Symbol and page pool leak memory when used in a multi-threaded context

Open sadderchris opened this issue 4 years ago • 1 comments

ion-c used to allocate a global symbol table that's used to pool/cache global symbols. This was later put into thread-local storage (TLS), presumably because of thread safety concerns, and this was a cheap/minimally invasive mitigation until further work could be done to make things properly thread safe. Since the symbol pool now lives in TLS, each thread gets its own (global) symbol pool. When the symbol pool is initialized, allocations for the (growable) array backing the symbol pool are handed out from the heap (i.e. not from TLS itself - which wouldn't really make sense anyways since TLS is limited in size). Since the symbol pool is treated as a global resource, there isn't any code to free this backing heap storage - it's assumed to have the same lifetime as the program, which is a fine assumption if it truly were a global resource, but isn't correct given that it is now thread local.

When a thread terminates, it's TLS gets free'd, but nothing is cleaning up the heap-allocated parts of the global symbol pool (because there isn't anything that frees the heap-allocated parts of the symbol pool - it was originally implemented as a global resource). So whenever a thread dies or is reinitialized, we effectively leak its copy of the global symbol pool.

Something similar seems to be happening for the page pool, as I have observed leaks that go away when the page pool is disabled (i.e. the default page limit is set to 0) and it looks like a pointer to the page pool is also stored in TLS. Overall, about ~1.1 MB are being leaked per thread. With lots of threads or a thread pool that recycles threads and re-initializes TLS though, this adds up pretty quickly.

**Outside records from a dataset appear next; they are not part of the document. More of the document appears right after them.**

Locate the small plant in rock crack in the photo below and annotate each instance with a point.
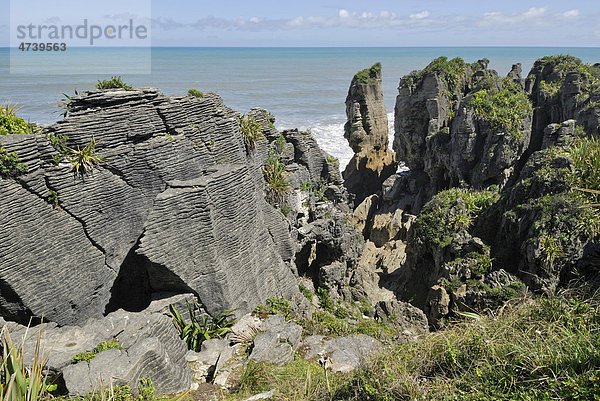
(201, 327)
(84, 159)
(59, 143)
(53, 198)
(87, 356)
(275, 174)
(195, 93)
(113, 83)
(66, 103)
(316, 192)
(251, 130)
(10, 165)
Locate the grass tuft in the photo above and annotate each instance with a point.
(113, 83)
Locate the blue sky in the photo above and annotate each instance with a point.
(356, 23)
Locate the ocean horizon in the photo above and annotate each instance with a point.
(303, 87)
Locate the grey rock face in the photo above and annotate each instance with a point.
(179, 207)
(344, 353)
(367, 134)
(445, 142)
(151, 348)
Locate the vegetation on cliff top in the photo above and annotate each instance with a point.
(251, 130)
(368, 73)
(535, 349)
(10, 165)
(11, 124)
(449, 71)
(450, 211)
(113, 83)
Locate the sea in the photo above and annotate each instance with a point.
(303, 88)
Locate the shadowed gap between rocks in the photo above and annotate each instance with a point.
(136, 283)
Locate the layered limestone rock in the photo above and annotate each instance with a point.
(367, 135)
(144, 345)
(447, 130)
(178, 206)
(498, 212)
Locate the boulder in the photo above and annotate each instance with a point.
(344, 353)
(278, 342)
(179, 206)
(149, 343)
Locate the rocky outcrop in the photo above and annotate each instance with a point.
(471, 222)
(447, 131)
(147, 346)
(178, 206)
(367, 134)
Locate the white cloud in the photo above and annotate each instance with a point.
(571, 14)
(421, 15)
(52, 20)
(533, 16)
(535, 12)
(122, 16)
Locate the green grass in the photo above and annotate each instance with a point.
(113, 83)
(52, 198)
(273, 306)
(275, 174)
(451, 72)
(10, 165)
(11, 124)
(87, 356)
(201, 327)
(545, 349)
(537, 349)
(297, 380)
(504, 110)
(21, 378)
(436, 226)
(368, 74)
(84, 159)
(306, 292)
(195, 93)
(145, 392)
(251, 130)
(59, 143)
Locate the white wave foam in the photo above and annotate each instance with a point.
(329, 133)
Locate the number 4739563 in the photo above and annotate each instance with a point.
(42, 47)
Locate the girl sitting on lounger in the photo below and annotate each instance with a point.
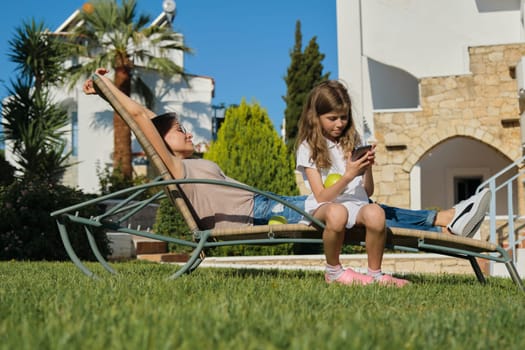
(220, 206)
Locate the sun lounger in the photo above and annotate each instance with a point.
(398, 239)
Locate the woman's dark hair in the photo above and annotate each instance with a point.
(164, 122)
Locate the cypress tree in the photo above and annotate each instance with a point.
(249, 150)
(304, 72)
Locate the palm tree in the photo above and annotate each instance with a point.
(111, 36)
(30, 119)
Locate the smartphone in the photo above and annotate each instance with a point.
(359, 151)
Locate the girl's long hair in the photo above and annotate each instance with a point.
(327, 97)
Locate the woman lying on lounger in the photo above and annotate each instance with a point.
(221, 206)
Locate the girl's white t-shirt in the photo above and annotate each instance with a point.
(354, 192)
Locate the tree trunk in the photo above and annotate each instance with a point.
(121, 133)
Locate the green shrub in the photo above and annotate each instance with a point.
(7, 172)
(170, 222)
(28, 232)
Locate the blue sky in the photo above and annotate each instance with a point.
(243, 44)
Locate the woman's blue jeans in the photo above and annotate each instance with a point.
(264, 208)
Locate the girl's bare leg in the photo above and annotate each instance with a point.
(372, 217)
(335, 217)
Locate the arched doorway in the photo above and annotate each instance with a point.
(451, 171)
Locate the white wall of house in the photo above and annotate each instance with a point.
(384, 47)
(191, 99)
(420, 38)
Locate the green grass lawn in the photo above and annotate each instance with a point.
(54, 306)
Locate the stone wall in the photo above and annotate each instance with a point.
(482, 105)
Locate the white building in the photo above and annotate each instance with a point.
(91, 136)
(390, 51)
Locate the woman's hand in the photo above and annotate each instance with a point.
(88, 87)
(360, 165)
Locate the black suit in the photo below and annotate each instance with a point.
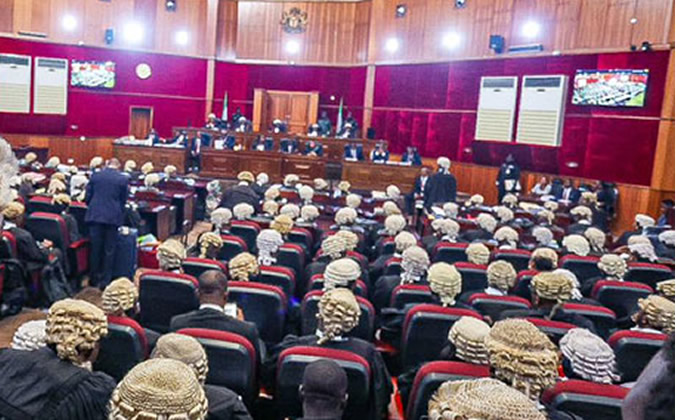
(216, 320)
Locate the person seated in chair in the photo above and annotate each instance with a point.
(56, 381)
(213, 296)
(339, 313)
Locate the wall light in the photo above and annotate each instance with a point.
(392, 45)
(69, 23)
(133, 32)
(530, 29)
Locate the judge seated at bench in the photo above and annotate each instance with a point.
(312, 148)
(263, 144)
(289, 146)
(354, 152)
(380, 154)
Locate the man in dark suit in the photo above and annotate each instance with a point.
(106, 196)
(213, 296)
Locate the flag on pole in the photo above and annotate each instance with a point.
(224, 115)
(339, 122)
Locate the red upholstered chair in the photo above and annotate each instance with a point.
(431, 375)
(232, 361)
(473, 276)
(290, 368)
(449, 252)
(247, 230)
(405, 294)
(555, 330)
(425, 332)
(493, 305)
(587, 400)
(232, 246)
(583, 267)
(262, 304)
(125, 346)
(282, 277)
(519, 258)
(53, 227)
(310, 307)
(649, 274)
(193, 266)
(633, 351)
(163, 295)
(620, 296)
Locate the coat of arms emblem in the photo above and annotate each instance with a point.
(294, 21)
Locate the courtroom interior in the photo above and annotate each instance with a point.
(337, 209)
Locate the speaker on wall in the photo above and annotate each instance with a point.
(109, 36)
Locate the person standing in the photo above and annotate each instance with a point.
(106, 197)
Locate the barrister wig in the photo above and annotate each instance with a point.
(242, 211)
(481, 399)
(210, 243)
(414, 264)
(119, 296)
(467, 335)
(74, 327)
(338, 314)
(501, 275)
(183, 348)
(159, 389)
(282, 224)
(590, 357)
(522, 356)
(170, 255)
(243, 266)
(613, 266)
(445, 281)
(478, 253)
(342, 272)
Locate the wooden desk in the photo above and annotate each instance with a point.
(159, 156)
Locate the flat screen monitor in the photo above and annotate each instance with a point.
(612, 88)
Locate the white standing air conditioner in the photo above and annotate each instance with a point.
(497, 104)
(15, 83)
(542, 108)
(50, 93)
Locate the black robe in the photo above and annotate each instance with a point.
(381, 384)
(39, 385)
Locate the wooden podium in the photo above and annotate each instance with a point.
(298, 108)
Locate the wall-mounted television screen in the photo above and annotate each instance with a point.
(615, 88)
(93, 74)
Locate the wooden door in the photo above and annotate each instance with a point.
(140, 121)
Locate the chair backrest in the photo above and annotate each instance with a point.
(310, 307)
(262, 304)
(583, 267)
(555, 330)
(449, 252)
(425, 332)
(405, 294)
(290, 368)
(431, 375)
(124, 346)
(163, 295)
(633, 351)
(247, 230)
(281, 277)
(232, 360)
(588, 400)
(492, 305)
(473, 276)
(649, 274)
(194, 266)
(519, 258)
(232, 246)
(620, 296)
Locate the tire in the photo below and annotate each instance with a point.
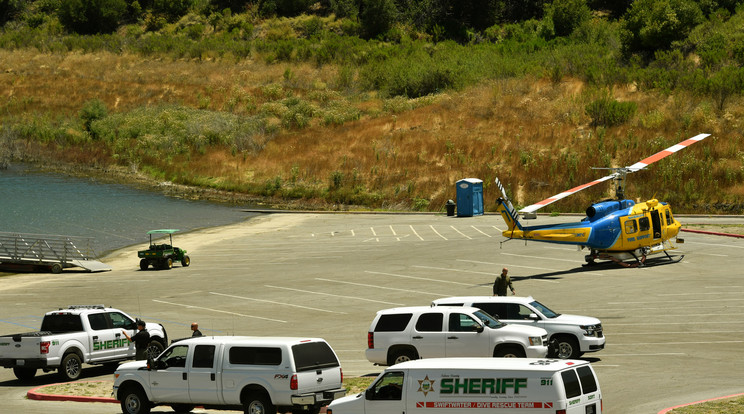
(509, 351)
(154, 349)
(134, 401)
(401, 355)
(71, 367)
(258, 404)
(24, 374)
(567, 347)
(182, 408)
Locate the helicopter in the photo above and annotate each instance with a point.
(619, 230)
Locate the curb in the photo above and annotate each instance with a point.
(38, 394)
(714, 233)
(666, 410)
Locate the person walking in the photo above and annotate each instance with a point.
(141, 340)
(502, 282)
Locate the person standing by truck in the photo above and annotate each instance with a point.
(501, 282)
(141, 339)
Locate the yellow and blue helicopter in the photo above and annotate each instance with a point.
(617, 230)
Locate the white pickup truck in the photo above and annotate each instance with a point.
(70, 337)
(259, 375)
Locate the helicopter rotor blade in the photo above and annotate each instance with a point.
(619, 172)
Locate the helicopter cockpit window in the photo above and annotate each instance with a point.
(630, 227)
(644, 224)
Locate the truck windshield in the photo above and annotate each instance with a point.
(61, 323)
(313, 355)
(545, 310)
(488, 320)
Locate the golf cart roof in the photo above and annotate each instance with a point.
(163, 231)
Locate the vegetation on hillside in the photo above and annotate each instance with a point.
(381, 103)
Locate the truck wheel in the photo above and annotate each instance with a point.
(154, 349)
(24, 374)
(567, 347)
(509, 351)
(182, 408)
(401, 355)
(71, 367)
(258, 404)
(134, 401)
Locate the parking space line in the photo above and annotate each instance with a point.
(335, 296)
(418, 278)
(218, 311)
(381, 287)
(435, 231)
(274, 302)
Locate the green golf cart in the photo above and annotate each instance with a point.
(162, 256)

Dec 07 '21 23:12 sadderchris

Something we should consider strongly here is eliminating the page pool entirely--and I do mean delete the code and make sure it cannot be used. The rationale is this--we keep putting mitigations into this code that was never designed to be thread-safe, the use of TLS here was mostly to work around the fact that we couldn't get at all of the places where the page pool allocates even with limit of zero.

In my opinion, instead of retrofitting this code which has been proven to be very prone to bugs, we should consider a re-write in which the pool is explicit in the API (optional and default to NULL meaning no pooling). By explicit, I mean that the pool is explicitly managed by the application and we are explicit about the thread-safety or non-safety of that pool. If the pool is explicit, this is good for the application because it can choose to or not use a concurrent safe version if we so desire. It also means that we don't run afoul of any interesting threading concerns that the host application has.

Dec 15 '21 17:12 almann